This story originally appeared on Inside Energy.
The most recent auction took place May 5 at the state capitol in Bismarck. The room was filled with about 40 men in solid-color polo shirts. They work as brokers for oil companies, bidding on their behalf. My guide for the day was Tom Gray, a landman from Texas who’s been working in the Bakken since 2009. He’s old enough to be my grandfather, and wore a blue sport coat with gold buttons that smelled faintly of mothballs. He was really excited about being on the radio, and took a bunch of selfies with me before getting down to business.
“Let me show you what we’re doing today,” he said, unfolding a map of the Bakken.
Gray had drawn lines with a pink highlighter around areas that were up for bid. Before oil companies can start drilling on state lands, they need to sign a lease with the state. And before that, they need to out-bid everyone else in this room for the right to drill. It’s called a bonus: a one-time, per-acre payment that’s like a big thank you to North Dakota for allowing drilling on state lands.
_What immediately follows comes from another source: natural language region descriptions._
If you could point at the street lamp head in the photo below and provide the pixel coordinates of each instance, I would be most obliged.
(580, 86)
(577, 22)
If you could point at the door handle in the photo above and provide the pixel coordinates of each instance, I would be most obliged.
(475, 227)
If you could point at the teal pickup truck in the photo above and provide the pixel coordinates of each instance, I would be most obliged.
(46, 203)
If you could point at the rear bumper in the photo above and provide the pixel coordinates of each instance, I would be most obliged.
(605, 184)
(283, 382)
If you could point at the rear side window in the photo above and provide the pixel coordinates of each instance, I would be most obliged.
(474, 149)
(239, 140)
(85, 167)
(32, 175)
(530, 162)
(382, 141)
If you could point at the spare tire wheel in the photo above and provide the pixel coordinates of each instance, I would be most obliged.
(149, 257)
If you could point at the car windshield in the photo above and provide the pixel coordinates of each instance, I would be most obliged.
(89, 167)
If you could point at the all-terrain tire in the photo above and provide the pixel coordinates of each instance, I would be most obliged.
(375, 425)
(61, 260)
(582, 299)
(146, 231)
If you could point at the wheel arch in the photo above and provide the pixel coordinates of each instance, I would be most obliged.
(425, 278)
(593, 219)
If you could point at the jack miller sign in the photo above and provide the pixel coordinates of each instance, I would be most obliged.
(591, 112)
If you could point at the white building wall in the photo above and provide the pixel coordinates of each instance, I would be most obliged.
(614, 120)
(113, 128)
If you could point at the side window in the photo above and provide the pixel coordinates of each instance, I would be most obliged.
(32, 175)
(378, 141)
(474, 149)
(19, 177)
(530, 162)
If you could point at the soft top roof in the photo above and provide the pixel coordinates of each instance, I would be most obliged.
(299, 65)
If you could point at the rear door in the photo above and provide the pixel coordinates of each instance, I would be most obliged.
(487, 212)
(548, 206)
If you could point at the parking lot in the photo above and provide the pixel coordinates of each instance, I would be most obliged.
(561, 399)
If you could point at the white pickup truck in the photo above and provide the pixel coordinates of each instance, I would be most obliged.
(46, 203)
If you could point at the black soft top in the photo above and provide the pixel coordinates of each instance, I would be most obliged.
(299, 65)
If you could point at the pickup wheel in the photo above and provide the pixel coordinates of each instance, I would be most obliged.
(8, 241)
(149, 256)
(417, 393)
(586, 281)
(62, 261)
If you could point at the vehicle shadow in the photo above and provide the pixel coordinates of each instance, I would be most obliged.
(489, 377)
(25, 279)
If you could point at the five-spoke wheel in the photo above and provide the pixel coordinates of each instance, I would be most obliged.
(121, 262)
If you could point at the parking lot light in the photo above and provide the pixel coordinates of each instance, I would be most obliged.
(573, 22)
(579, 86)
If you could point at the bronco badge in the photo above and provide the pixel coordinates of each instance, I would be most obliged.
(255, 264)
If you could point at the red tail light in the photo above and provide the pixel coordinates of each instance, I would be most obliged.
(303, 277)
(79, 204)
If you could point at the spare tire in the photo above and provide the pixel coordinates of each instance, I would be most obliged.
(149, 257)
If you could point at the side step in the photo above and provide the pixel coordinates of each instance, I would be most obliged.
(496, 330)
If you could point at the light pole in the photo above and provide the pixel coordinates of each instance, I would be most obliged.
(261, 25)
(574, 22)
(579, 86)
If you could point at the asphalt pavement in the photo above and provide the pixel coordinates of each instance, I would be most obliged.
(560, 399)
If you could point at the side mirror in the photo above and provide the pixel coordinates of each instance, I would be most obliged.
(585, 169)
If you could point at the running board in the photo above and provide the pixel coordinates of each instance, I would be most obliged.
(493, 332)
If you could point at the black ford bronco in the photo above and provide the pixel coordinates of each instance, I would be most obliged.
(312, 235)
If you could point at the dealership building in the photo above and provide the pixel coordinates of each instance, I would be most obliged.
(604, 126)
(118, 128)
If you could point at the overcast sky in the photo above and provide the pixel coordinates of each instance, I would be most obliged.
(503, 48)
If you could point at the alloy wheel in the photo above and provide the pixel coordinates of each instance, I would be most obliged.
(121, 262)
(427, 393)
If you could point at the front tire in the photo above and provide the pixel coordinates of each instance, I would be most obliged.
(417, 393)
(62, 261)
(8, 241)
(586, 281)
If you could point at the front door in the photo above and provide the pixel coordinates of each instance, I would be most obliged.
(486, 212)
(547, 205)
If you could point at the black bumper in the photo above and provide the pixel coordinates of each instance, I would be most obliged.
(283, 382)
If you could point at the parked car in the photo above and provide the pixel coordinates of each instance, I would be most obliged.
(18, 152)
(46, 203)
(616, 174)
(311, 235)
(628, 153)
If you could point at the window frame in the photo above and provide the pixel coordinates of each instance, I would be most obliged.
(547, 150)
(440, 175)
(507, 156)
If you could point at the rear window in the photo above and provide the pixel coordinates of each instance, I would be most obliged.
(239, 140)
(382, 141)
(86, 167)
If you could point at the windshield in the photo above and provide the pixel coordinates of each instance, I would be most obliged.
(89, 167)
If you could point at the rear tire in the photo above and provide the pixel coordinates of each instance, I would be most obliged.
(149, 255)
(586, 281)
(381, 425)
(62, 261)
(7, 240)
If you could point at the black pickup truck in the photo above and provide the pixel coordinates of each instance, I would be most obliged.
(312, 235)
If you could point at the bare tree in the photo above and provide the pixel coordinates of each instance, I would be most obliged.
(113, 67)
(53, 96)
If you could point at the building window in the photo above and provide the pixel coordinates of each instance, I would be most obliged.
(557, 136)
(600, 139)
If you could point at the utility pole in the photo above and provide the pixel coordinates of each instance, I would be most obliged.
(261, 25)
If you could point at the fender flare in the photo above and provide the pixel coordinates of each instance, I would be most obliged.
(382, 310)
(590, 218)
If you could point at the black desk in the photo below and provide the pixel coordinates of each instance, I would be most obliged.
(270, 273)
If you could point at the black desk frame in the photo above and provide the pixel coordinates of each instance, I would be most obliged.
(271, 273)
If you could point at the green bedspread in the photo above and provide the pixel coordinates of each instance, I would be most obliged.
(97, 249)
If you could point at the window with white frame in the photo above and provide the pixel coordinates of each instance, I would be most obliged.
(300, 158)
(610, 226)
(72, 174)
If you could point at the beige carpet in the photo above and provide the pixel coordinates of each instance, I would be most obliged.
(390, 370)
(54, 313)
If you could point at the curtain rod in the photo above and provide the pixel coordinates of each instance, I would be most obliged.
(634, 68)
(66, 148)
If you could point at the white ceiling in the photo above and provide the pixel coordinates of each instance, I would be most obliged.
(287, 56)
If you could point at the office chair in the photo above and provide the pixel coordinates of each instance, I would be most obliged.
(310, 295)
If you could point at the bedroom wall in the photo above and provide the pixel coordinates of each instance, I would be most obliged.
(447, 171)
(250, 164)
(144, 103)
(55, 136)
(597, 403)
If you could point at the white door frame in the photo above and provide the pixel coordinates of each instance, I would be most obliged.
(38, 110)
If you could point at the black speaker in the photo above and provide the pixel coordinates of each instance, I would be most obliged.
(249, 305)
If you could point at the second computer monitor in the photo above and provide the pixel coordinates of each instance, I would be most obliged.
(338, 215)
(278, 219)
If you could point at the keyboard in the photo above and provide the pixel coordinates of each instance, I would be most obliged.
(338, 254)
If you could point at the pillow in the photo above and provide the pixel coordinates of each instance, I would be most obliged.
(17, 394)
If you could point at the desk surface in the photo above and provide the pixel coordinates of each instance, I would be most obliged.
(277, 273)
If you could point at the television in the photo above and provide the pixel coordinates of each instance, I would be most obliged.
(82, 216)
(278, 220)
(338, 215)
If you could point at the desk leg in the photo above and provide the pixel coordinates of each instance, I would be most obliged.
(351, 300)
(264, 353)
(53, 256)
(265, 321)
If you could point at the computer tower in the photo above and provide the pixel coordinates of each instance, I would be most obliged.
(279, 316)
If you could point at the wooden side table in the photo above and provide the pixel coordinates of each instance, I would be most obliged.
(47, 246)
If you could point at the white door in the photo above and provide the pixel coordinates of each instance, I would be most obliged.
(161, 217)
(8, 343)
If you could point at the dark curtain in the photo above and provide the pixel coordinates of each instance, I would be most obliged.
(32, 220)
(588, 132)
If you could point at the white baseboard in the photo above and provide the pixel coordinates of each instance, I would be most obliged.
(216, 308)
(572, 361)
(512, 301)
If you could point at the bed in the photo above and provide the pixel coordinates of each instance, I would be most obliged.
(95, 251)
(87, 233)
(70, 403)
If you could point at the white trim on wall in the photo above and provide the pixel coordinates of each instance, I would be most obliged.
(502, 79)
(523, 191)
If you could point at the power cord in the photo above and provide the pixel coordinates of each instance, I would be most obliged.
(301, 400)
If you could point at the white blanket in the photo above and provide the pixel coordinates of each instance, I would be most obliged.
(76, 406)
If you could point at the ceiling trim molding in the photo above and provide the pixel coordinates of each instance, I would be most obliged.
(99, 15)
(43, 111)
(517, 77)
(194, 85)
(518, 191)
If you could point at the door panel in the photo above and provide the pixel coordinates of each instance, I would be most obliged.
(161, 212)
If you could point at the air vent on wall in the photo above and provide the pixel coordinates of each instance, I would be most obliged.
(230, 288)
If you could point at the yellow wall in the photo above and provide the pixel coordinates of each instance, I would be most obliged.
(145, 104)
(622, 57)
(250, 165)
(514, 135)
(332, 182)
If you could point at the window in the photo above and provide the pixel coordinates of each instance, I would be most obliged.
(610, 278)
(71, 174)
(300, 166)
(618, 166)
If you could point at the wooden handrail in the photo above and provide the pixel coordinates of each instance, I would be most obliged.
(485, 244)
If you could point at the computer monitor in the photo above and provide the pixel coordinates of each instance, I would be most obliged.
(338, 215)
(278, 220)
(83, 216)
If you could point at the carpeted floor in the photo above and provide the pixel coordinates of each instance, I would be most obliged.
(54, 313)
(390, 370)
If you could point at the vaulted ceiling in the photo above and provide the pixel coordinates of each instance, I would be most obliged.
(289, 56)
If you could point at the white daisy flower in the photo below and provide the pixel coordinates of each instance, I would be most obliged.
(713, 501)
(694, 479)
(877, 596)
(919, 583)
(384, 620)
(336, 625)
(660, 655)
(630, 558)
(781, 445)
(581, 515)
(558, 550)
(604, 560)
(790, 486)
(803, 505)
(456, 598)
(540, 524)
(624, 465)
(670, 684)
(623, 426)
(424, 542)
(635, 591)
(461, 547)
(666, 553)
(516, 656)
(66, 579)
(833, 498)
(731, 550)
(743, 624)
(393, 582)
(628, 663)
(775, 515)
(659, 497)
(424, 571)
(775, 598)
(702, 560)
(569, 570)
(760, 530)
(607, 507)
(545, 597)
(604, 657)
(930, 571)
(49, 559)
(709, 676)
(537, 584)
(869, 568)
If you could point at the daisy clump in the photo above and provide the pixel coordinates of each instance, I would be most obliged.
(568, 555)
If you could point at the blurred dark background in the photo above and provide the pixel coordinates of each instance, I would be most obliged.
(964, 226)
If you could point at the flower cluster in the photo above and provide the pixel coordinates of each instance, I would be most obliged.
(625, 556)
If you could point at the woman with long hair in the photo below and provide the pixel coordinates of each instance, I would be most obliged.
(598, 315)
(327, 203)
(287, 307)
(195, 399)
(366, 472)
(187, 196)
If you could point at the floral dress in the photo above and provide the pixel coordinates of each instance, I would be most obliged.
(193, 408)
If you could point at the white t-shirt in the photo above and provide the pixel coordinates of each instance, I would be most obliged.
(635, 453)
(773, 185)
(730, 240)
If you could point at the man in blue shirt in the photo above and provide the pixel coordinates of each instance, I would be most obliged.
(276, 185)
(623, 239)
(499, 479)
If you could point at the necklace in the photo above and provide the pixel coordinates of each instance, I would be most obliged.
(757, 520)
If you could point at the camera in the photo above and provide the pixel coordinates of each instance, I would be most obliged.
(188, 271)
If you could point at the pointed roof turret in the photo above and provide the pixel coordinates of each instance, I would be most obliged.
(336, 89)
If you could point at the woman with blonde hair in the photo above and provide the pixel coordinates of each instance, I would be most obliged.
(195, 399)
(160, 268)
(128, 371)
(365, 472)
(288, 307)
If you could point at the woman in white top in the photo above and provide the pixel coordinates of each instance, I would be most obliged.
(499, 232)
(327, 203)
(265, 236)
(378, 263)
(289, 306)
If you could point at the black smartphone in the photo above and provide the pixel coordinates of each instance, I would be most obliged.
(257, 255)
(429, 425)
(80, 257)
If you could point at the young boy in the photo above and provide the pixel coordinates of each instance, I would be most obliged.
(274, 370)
A mineral auction is like a game of sedentary ping pong. When a parcel of interest appears on the screen, the landmen catch the eye of the auctioneer by lifting their finger or flicking a pen, and the bid bounces back and forth across the room.
Gray was bidding on a few parcels in McKenzie County, the heart of the Bakken. When the parcel came up, he called his client on the phone and adjusted his Bluetooth. At $725 an acre, he raised his arm. But the bidding quickly rose well above $1000, more than Gray’s client wanted to pay. So he shook his head and backed out. The bonus ended up going for $1050 an acre.
When the auctioneer finally brought bidding to a close a few hours later, the state had taken in about $1.8 million in bonus payments — about eight times less than the auction in May of last year. With low oil prices, companies aren’t making as much on the oil they sell, so they have less money to spend on new leases and bonuses. And it’s not just North Dakota — Wyoming also recently had its most disappointing federal mineral auction since the Great Recession.